Significant residual disparities in glycemic control persist even in the fully adjusted model, and the full model explains less than a quarter of the variance in HbA1c levels. Potentially important unexplored mechanisms are genetic and other possible physiologic factors, such as stress,3 measures of treatment intensity that include actual antihyperglycemic medication dosages, and environmental variables.6 Whereas current research suggests suboptimal treatment intensification in diabetic patients of all ethnicities,4,45 further research should explore potential race-specific differences in provider intensification of antihyperglycemic treatment or patient acceptance of more intensive treatment. The different patterns of disparities in glycemic control we found in the age-stratified analyses, with significantly greater racial/ethnic disparities in respondents younger than 65 years, raise additional questions that warrant further exploration.
The hypothesized mechanisms examined in this study only partially explained the significant racial/ethnic disparities in glycemic control occurring in these middle-aged and older Americans. However, the significant independent effect of medication adherence, and to a lesser extent of diabetes care self-efficacy and diabetes-specific emotional distress, reinforces the importance of these modifiable self-management attitudes and behaviors for glycemic control. In light of the lower rates of medication adherence in black respondents and of worse diabetes-specific emotional distress in Latinos, these findings provide useful insights for designing interventions to improve glycemic control in ethnic/racial minority groups. Such interventions should seek to understand and address the multiple barriers to medication adherence, enhance self-efficacy, and address sources of diabetes-related emotional distress. For example, it is important to identify barriers to medications adherence that minority patients face, exploring possible factors such as less effective communication and education on medications from providers,46 more external obstacles to adherence (eg, competing demands, lack of prescription drug coverage, and high out-of-pocket prescription medication costs),47-49 and possible differences in attitudes affecting medication use, such as confidence in the effectiveness of medications50 or trust in health care providers.51 Well-designed interventions seeking to enhance patients' diabetes self-management and reduce diabetes-specific emotional distress will further help elucidate the pathways contributing to racial/ethnic disparities in diabetes outcomes.

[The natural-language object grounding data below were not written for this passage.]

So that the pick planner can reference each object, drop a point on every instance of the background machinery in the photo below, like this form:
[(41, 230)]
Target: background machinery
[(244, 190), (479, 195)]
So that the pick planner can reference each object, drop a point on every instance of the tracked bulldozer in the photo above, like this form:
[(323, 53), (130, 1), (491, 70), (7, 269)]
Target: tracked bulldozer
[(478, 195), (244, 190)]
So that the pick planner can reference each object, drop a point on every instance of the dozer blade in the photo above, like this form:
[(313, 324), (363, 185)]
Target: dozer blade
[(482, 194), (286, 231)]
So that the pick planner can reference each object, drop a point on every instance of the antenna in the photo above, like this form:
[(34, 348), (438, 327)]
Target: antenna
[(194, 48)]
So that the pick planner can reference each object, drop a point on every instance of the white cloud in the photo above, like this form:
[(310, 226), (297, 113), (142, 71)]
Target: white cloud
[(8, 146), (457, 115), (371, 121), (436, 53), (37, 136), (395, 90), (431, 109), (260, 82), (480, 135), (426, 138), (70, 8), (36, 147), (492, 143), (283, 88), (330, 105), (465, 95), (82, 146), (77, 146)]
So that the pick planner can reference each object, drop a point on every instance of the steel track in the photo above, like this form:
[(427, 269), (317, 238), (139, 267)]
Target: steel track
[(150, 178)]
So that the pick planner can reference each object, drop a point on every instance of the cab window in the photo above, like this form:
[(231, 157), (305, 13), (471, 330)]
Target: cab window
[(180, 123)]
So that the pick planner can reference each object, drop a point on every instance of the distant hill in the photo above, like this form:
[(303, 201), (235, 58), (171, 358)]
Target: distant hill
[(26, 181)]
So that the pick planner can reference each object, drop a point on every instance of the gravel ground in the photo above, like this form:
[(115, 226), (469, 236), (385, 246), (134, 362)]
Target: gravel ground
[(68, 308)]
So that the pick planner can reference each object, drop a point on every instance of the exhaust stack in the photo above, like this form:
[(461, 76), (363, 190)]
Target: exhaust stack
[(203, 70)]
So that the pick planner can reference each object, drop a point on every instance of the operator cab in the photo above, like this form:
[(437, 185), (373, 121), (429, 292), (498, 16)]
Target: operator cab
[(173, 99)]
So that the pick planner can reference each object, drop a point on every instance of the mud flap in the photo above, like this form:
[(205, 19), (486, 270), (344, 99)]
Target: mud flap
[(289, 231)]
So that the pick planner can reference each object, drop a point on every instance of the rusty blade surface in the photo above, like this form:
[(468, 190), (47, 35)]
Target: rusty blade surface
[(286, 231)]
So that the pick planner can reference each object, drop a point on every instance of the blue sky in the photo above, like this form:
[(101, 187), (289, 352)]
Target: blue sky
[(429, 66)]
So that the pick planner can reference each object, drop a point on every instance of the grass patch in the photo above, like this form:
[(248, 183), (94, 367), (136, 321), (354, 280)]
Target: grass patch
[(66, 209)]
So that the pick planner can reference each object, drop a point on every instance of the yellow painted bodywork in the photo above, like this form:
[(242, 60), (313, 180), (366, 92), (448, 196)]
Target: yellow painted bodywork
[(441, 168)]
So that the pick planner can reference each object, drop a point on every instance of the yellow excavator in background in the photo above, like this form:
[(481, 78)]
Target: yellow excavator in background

Several limitations of this study should be highlighted. All independent variables were based on respondents' self-report and thus may be subject to specification problems and, especially for the adherence measures, social desirability bias. There is no evidence to suggest, however, that different racial/ethnic groups are more susceptible to such bias than others. Moreover, the insurance measures are not sensitive to detecting differences in the extent of insurance to ascertain underinsurance, which is more prevalent in racial/ethnic minorities. Second, the present study was cross-sectional and thus can only suggest associations and not causality. Finally, respondents were significantly more likely to have higher incomes and more education, to be white, and to report better health than nonrespondents. Thus, although we included weights for nonresponse, respondents at greater risk for worse diabetes severity were less likely to participate in this study, and only 52.5% of the sampled population returned their HbA1c kits.
In conclusion, black and Latino adults taking diabetes medications had worse glycemic control than their white counterparts in this national sample of older Americans. Key self-management attitudes and behaviors exerted a more significant independent effect on glycemic control than sociodemographic and health care quality and access variables. These findings suggest useful targets for interventions seeking to reduce racial/ethnic disparities and to improve overall diabetes outcomes. However, this extensive set of socioeconomic, clinical, health care, and self-management measures still explained only a small portion of the racial/ethnic disparities in glycemic control. The major contributors to these large and recalcitrant disparities in glycemic control remain elusive.
Correspondence: Michele Heisler, MD, MPA, Veterans Affairs Health Services Research and Development Service, PO Box 130170, 11H, Ann Arbor, MI 48113-0170 (mheisler@umich.edu).
Accepted for Publication: April 18, 2007.
Author Contributions:Study concept and design: Heisler, Hayward, Blaum, and Weir. Acquisition of data: Heisler, Faul, and Weir. Analysis and interpretation of data: Heisler, Faul, Hayward, Langa, and Weir. Drafting of the manuscript: Heisler. Critical revision of the manuscript for important intellectual content: Heisler, Faul, Hayward, Langa, Blaum, and Weir. Statistical analysis: Faul, Hayward, and Weir. Obtained funding: Heisler, Langa, and Weir. Administrative, technical, and material support: Weir. Study supervision: Weir.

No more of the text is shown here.